Jalouse
Je dois aujourd'hui faire acte de repentance et avouer un de mes pires travers : je suis jalouse.
Je vous passerai le détail des scènes de ménage homériques que j'ai pu faire au Toudoux - qui soit dit en passant, fait preuve d'un stoïcisme particulièrement agaçant quand on cherche un public réactif à ses états d'âmes et au déballage de mesquineries en tout genre.

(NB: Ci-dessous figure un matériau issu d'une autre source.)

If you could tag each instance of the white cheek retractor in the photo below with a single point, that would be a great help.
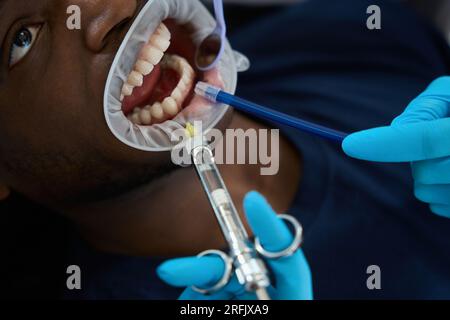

Les "tu m'aimes plus, je le sais, j'en suis sûre, tu vas me quitter pour cette pou.iasse de secrétaire de 25 ans qui fait la poule dans les couloirs de ton service en dandinant son fessier taille 36 et ses seins en silicone sous le nez de tout ces abrutis de la gent masculine qui n'ont toujours pas compris qu'elle n'avait que du yaourt entre les deux oreilles!" provoque tout au plus un sourire niais sous un oeil torve et indifférent. (et au passage, je m'excuse auprès de toutes les secrétaires pour ce raccourci digne du comptoir d'un café.)
Mes gesticulations n'ayant jamais l'effet escompté sur mon cro-mignon, ma jalousie dirige donc ses fourches caudines vers un tout autre sujet : le petit nounours.
O combien de fois, dûs-je serrer les dents quand celle-qui-fait-si-bien-le-boulot-à-ma-place, la nounou- qui est au demeurant une femme charmante- me raconte que MON BEBE A MOI a éclaté de rire pour la première fois et lui a décoché de grands sourires, tout à son bonheur d'être si bien dorloté...
Bien evidemment, mes protestations larmoyantes laissent le petit Nounours de marbre.
Force est de constater que les petits Nounours sont des ingrats sans coeur!
La troisième cible de ma jalousie- ô combien plus délicate et illégitime- est mon travail.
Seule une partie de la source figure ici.